Input: (['COMMIT', 'ROLLBACK'],)
Expected Output: ['NO TRANSACTION', 'NO TRANSACTION']
Explanation: Both transaction-close commands run with no open transaction.
Input: (['SET a 1', 'BEGIN', 'SET a 2', 'BEGIN', 'SET a 3', 'ROLLBACK', 'GET a', 'ROLLBACK', 'GET a'],)
Expected Output: ['2', '1']
Explanation: Nested writes: rolling back the inner block restores 'a' to 2, and rolling back the outer block restores it to 1.
Input: (['BEGIN', 'SET k v', 'DELETE k', 'GET k', 'ROLLBACK', 'GET k'],)
Expected Output: ['NULL', 'NULL']
Explanation: Inside the block k is set then deleted (GET -> NULL). ROLLBACK undoes both, and since k did not exist before the block it stays unset (GET -> NULL).
Input: (['SET a 1', 'BEGIN', 'DELETE a', 'GET a', 'BEGIN', 'SET a 5', 'GET a', 'COMMIT', 'GET a'],)
Expected Output: ['NULL', '5', '5']
Explanation: COMMIT applies changes from all open blocks; after it, a=5 is permanent.
Input: ([],)
Expected Output: []
Explanation: No commands produce no output.
Input: (['BEGIN', 'BEGIN', 'BEGIN', 'SET a x', 'ROLLBACK', 'ROLLBACK', 'ROLLBACK', 'ROLLBACK', 'GET a'],)
Expected Output: ['NO TRANSACTION', 'NULL']
Explanation: Three nested blocks are each rolled back; the fourth ROLLBACK finds no open transaction (NO TRANSACTION), and 'a' — set only inside a rolled-back block — is unset.
Input: (['SET a NULL', 'GET a', 'DELETE a', 'GET a'],)
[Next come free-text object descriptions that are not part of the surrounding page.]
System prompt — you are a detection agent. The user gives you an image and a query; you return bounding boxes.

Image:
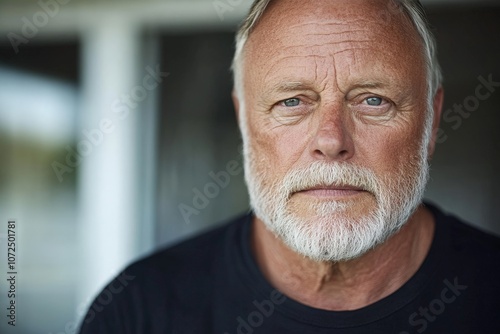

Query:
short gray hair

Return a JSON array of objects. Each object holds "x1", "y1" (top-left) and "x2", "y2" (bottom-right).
[{"x1": 231, "y1": 0, "x2": 443, "y2": 102}]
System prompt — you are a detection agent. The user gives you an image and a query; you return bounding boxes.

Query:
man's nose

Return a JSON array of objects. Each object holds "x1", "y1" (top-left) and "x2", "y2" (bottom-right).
[{"x1": 310, "y1": 106, "x2": 354, "y2": 161}]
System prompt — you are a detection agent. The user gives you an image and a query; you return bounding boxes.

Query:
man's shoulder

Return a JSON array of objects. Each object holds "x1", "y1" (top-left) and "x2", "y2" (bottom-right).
[{"x1": 80, "y1": 215, "x2": 249, "y2": 334}]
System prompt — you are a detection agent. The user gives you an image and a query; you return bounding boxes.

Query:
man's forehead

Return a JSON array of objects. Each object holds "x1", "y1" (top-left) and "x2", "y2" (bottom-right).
[{"x1": 246, "y1": 0, "x2": 423, "y2": 87}]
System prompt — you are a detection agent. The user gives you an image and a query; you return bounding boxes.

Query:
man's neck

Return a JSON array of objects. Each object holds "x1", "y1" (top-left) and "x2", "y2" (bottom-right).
[{"x1": 251, "y1": 206, "x2": 435, "y2": 311}]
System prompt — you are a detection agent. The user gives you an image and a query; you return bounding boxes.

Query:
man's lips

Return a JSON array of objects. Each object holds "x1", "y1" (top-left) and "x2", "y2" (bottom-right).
[{"x1": 295, "y1": 185, "x2": 366, "y2": 197}]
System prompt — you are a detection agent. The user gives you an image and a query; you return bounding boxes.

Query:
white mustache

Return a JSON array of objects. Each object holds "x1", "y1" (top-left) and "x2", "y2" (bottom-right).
[{"x1": 278, "y1": 161, "x2": 381, "y2": 197}]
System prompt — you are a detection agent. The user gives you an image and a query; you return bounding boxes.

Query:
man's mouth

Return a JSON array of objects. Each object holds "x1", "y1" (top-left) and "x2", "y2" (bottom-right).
[{"x1": 294, "y1": 185, "x2": 367, "y2": 199}]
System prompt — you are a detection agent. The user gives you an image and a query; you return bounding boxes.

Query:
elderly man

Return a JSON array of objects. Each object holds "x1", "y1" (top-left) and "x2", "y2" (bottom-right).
[{"x1": 81, "y1": 0, "x2": 500, "y2": 334}]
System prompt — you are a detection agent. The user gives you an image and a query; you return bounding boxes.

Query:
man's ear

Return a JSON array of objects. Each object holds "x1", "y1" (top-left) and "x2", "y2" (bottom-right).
[
  {"x1": 231, "y1": 89, "x2": 240, "y2": 124},
  {"x1": 427, "y1": 87, "x2": 444, "y2": 160}
]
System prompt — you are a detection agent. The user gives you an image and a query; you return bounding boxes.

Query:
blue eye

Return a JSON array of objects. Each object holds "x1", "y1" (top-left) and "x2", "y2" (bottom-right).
[
  {"x1": 365, "y1": 96, "x2": 384, "y2": 107},
  {"x1": 283, "y1": 98, "x2": 300, "y2": 107}
]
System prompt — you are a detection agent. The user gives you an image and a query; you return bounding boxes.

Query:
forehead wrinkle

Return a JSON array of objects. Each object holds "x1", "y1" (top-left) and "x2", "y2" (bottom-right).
[{"x1": 264, "y1": 54, "x2": 326, "y2": 83}]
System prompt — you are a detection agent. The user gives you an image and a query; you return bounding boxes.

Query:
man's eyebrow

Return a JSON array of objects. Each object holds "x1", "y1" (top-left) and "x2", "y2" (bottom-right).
[
  {"x1": 352, "y1": 81, "x2": 390, "y2": 88},
  {"x1": 268, "y1": 81, "x2": 312, "y2": 93}
]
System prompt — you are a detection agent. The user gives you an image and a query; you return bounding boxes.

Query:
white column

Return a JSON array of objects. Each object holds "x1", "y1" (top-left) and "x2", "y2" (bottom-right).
[{"x1": 77, "y1": 16, "x2": 145, "y2": 303}]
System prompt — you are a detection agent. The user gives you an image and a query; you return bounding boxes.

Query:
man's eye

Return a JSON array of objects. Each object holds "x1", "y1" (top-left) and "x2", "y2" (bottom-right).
[
  {"x1": 283, "y1": 98, "x2": 300, "y2": 107},
  {"x1": 365, "y1": 96, "x2": 384, "y2": 107}
]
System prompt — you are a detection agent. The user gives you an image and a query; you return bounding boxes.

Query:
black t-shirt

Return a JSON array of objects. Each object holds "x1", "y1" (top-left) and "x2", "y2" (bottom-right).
[{"x1": 80, "y1": 205, "x2": 500, "y2": 334}]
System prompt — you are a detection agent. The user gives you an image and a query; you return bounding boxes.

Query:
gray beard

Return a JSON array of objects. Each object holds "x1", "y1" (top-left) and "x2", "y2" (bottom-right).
[{"x1": 244, "y1": 147, "x2": 429, "y2": 262}]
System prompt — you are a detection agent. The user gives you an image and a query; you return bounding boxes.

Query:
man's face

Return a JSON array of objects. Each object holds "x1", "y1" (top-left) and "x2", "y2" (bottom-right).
[{"x1": 240, "y1": 0, "x2": 438, "y2": 261}]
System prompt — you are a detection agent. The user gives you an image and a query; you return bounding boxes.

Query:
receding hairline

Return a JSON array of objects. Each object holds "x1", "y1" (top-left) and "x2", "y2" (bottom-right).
[{"x1": 231, "y1": 0, "x2": 442, "y2": 97}]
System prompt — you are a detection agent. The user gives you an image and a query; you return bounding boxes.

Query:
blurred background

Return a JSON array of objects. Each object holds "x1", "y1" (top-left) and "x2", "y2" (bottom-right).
[{"x1": 0, "y1": 0, "x2": 500, "y2": 334}]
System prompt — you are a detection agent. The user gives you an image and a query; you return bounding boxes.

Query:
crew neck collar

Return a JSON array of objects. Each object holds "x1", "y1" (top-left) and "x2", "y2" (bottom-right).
[{"x1": 232, "y1": 203, "x2": 448, "y2": 328}]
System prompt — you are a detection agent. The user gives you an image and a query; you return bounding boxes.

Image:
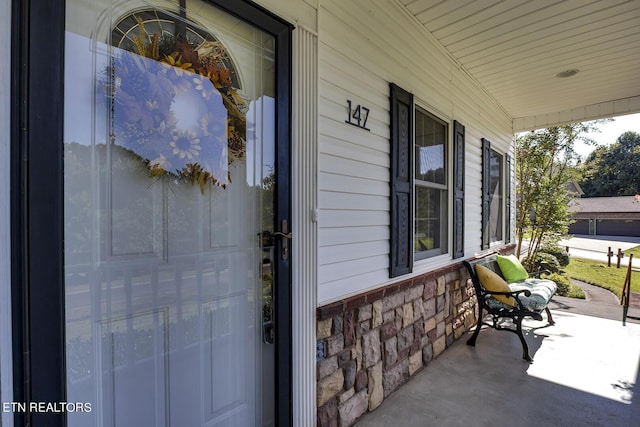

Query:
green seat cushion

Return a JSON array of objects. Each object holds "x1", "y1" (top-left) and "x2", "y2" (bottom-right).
[
  {"x1": 509, "y1": 279, "x2": 558, "y2": 311},
  {"x1": 496, "y1": 255, "x2": 529, "y2": 283}
]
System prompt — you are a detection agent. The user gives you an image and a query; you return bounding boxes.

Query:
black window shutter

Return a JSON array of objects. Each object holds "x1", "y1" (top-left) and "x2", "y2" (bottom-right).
[
  {"x1": 389, "y1": 83, "x2": 413, "y2": 277},
  {"x1": 481, "y1": 138, "x2": 491, "y2": 249},
  {"x1": 504, "y1": 153, "x2": 511, "y2": 243},
  {"x1": 453, "y1": 120, "x2": 465, "y2": 259}
]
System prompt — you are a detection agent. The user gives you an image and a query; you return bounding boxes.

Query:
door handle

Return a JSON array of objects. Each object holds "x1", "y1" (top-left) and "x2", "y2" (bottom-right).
[{"x1": 273, "y1": 219, "x2": 292, "y2": 259}]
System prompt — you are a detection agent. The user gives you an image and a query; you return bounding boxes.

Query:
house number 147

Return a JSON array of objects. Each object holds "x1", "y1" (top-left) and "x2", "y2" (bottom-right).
[{"x1": 344, "y1": 99, "x2": 371, "y2": 131}]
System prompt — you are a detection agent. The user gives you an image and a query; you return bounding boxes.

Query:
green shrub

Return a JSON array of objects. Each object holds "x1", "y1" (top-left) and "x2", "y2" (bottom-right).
[
  {"x1": 538, "y1": 245, "x2": 569, "y2": 267},
  {"x1": 526, "y1": 252, "x2": 560, "y2": 273}
]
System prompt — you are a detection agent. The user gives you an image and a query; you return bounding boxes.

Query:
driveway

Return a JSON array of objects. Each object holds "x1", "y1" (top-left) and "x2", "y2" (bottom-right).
[{"x1": 558, "y1": 235, "x2": 640, "y2": 266}]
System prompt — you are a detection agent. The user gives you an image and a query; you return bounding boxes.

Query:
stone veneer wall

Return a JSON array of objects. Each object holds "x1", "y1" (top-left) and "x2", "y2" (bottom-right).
[{"x1": 316, "y1": 263, "x2": 477, "y2": 427}]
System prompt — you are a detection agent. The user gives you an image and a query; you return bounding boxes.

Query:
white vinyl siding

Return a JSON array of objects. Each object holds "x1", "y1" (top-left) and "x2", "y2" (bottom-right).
[{"x1": 318, "y1": 0, "x2": 512, "y2": 305}]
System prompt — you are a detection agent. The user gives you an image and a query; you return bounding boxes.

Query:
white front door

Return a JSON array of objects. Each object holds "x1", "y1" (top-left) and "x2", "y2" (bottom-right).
[{"x1": 64, "y1": 0, "x2": 280, "y2": 427}]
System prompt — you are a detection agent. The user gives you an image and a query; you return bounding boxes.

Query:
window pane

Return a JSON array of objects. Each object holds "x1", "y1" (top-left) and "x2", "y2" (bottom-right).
[
  {"x1": 489, "y1": 150, "x2": 503, "y2": 242},
  {"x1": 415, "y1": 109, "x2": 447, "y2": 184},
  {"x1": 414, "y1": 187, "x2": 447, "y2": 258}
]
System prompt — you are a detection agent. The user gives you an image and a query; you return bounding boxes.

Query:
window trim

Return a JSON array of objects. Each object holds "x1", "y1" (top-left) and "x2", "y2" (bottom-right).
[
  {"x1": 389, "y1": 83, "x2": 466, "y2": 278},
  {"x1": 411, "y1": 104, "x2": 453, "y2": 263},
  {"x1": 481, "y1": 138, "x2": 511, "y2": 250}
]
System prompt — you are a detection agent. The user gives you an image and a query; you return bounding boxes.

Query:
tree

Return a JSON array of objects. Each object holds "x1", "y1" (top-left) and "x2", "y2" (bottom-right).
[
  {"x1": 581, "y1": 132, "x2": 640, "y2": 197},
  {"x1": 516, "y1": 121, "x2": 601, "y2": 266}
]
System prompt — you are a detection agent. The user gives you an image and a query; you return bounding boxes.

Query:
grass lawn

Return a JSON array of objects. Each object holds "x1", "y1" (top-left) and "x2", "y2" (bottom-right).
[{"x1": 563, "y1": 246, "x2": 640, "y2": 297}]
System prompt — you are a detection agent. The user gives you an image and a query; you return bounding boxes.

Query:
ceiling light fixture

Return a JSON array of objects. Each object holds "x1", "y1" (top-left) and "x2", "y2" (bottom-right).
[{"x1": 556, "y1": 68, "x2": 580, "y2": 78}]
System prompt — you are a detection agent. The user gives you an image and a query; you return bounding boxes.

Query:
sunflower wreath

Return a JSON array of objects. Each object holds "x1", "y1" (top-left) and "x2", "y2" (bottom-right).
[{"x1": 106, "y1": 20, "x2": 247, "y2": 191}]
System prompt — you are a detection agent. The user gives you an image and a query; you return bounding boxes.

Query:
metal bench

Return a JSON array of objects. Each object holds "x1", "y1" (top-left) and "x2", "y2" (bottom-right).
[{"x1": 463, "y1": 254, "x2": 556, "y2": 362}]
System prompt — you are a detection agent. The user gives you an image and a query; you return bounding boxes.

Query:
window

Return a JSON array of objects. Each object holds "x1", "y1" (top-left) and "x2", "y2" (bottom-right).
[
  {"x1": 389, "y1": 83, "x2": 465, "y2": 277},
  {"x1": 489, "y1": 150, "x2": 502, "y2": 243},
  {"x1": 482, "y1": 138, "x2": 511, "y2": 249},
  {"x1": 413, "y1": 108, "x2": 449, "y2": 259}
]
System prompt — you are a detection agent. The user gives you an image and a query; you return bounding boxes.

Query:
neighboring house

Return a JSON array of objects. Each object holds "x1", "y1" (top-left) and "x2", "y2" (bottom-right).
[
  {"x1": 569, "y1": 196, "x2": 640, "y2": 236},
  {"x1": 0, "y1": 0, "x2": 640, "y2": 427}
]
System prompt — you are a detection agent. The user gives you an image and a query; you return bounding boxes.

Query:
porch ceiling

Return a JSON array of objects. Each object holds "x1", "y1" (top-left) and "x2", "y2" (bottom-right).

Expected Output: ['NULL', 'NULL']
Explanation: The value can literally be the string 'NULL'; the first GET returns the stored value 'NULL', and after DELETE the second GET returns 'NULL' because the key is absent.
Hints
- Apply every SET/DELETE directly to a single dictionary, and give each open transaction block its own undo log recording the previous state of each key it touched. Then GET and SET stay O(1).
- For each write inside a transaction, push (key, was_the_key_present, its_old_value) onto the current block's log. ROLLBACK replays that log in reverse, restoring or deleting each key.
- COMMIT just discards all undo logs (the writes are already in the main dict). ROLLBACK/COMMIT with an empty transaction stack outputs 'NO TRANSACTION'. Remember a value can itself be the string 'NULL', so decide 'NULL' output by key presence, not by the value.